People worry about teachers teaching to the test. People worry that elective programs will be shortchanged in favor of tested classes (mainly English and Math.) People worry that the educational mission, to give all children a decent 21st century education, will be perverted somehow into a quest to make the required numbers on the annual test marathon.
But what is so bad about accountability? And how can you have accountability without testing, and holding schools to standards as to how many students pass or fail the tests?
The devil, as they say, is in the details, and the details are below the fold.
Welcome to hell, where the devil lives.
This started a couple of years ago, at a professional development meeting. Rather than spend the time learning how to be better teachers, we spent some time looking over the results of our annual test. The results included names of individual students and were broken down by grade level. We spent some time taking a close look at which students fell into which achievement category.
We have several categories, or bands, that the students fall into based on their test scores. The middle band is Basic. There are two bands below that, Below Basic and Far Below Basic. The two bands above Basic are Proficient and Advanced. A nice five level hierarchy: FBB, BB, B, P and A.
At the time, we were asked to identify students who seemed out of place. Students who scored, say, Below Basic when, as far as we could tell, as their teacher, they should have scored Basic or Proficient. Students who might have had a bad day, or were going through some "stuff" and blowing off school. Students who, with a bit of adult encouragement, could do better, even much better, than they were doing.
All rather innocuous. What could be wrong with giving a little extra encouragement to a student who might be going through some hard times? Even when the hard times happened to be one of the student's teachers who was on his case because the student constantly broke some school rule? Maybe a transfer to a teacher who was a bit more... relaxed... about that particular rule.
Well, test scores went up some, so the powers that be figured it must have been one of their special programs that did the trick, so they, at least, were encouraged to do more of the same.
The following year we were required to identify students on the borderline between categories, Below Basic students who were a couple of right answers away from a score of Basic. Basic students a couple of right answers away from a score of Proficient. The administration collected the names of these students, and their teachers were told that these students were on a special "help this student succeed" list. Teachers were advised to give these students extra help, and the student's team (the teachers who had the student for the core academic subjects) had to spend time brainstorming ideas how to help those students move up into the next higher category.

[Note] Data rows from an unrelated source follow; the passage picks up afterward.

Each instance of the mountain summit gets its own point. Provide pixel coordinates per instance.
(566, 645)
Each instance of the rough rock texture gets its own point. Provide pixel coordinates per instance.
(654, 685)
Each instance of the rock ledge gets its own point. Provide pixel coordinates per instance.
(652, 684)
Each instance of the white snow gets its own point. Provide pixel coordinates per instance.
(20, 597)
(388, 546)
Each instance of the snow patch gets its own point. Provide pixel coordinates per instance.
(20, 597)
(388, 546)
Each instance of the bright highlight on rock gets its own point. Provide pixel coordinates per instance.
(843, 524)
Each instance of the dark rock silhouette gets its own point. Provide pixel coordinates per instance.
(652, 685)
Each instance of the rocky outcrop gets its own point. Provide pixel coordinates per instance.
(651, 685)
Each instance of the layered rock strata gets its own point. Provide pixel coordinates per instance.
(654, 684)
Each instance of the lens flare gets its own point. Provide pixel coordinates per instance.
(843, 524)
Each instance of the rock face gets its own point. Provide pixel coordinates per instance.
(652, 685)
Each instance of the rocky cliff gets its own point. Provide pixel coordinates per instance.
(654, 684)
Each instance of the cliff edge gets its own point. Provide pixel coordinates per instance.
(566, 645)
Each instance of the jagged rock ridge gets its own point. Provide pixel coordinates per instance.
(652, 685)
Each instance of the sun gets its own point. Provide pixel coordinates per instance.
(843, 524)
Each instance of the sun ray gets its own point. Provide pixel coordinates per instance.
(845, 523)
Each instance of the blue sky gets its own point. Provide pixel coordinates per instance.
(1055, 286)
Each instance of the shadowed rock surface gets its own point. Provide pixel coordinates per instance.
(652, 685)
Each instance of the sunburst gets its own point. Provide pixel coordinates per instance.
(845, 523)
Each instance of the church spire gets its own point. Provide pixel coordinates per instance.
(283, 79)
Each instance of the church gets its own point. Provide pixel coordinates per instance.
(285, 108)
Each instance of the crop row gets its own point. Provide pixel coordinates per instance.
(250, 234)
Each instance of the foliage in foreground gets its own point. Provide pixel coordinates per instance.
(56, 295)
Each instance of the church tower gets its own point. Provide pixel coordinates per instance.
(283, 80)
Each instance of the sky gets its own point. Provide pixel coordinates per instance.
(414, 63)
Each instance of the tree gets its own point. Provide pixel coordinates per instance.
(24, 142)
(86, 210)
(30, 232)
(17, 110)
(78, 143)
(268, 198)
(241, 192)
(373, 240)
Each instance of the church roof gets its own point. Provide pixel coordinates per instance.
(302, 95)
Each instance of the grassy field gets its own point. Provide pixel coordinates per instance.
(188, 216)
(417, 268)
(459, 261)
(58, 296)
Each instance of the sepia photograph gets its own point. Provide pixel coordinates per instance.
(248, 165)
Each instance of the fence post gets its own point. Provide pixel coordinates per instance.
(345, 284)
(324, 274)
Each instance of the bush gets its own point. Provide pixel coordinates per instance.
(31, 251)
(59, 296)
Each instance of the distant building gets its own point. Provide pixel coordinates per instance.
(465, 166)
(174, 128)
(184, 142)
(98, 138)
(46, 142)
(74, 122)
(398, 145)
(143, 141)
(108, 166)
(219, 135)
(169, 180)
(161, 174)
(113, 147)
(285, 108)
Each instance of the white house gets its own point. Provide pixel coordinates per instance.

How does this help? Well, to understand that, you need to know that the school is judged based on the number of students in each category. If the number of students in the Proficient and Advanced category goes up, that's a good thing, if the number of students in the Far Below Basic and Below Basic category go down, that's a good thing too.
Now, let's take a look at a hypothetical school with 100 students and a 100 question test. Our hypothetical students each score a different hypothetical score the day they take the test. So for each score, from zero to one hundred, we have a student with that score. There are 20 students in each band, 20 FBB, 20 BB, 20 B, 20 P and 20 A.
Our hypothetical school works hard, trains its teachers, motivates all its students, does the right things at the right times, and every student in the school moves up 2 points--answers two more questions correctly on the test. What do the school statistics look like?
18 FBB, 20 BB, 20 B, 20 P and 22 A. Rather than seeing that every student improved, we see that we gained a couple of advanced students, lost a couple of far below basic students, and for the rest, not much difference. No difference. Still 20 BB, 20 B and 20 P.
All that hypothetical hard work, and almost nothing shows up on the scoreboard. Then the district steps in, and decides that the Advanced students are autodidacts and don't need much help, and the Far Below Basic students are too far from Basic to benefit from any help, and decides to concentrate on the Below Basic students.
And that brings us to this year.
We identified 50 students who tested Below Basic last year and who are within a few questions of scoring in the Basic category. We pulled these students out of their electives or PE classes for a three week Intervention/Test Prep class in either English or Math, depending on where the greatest possibility for getting the student to bump up the school's score lies. The teachers teaching this three week intensive are paid extra. In other words, the district puts significant resources into training a specially selected 50 students in the hopes that they will help move the school up a notch.
Rather than trying to raise the achievement of all our students, we are trying to game the system to make it appear we are making progress by providing special interventions to less than 3% of our student body.
Don't misunderstand: we haven't stopped teaching the other 97%. We teachers are still trying our best to educate these non-borderline students. But our special, funded, targeted intervention is based on moving a select few students ahead.
I can't see this as other than a conscious decision to leave the rest of the students behind.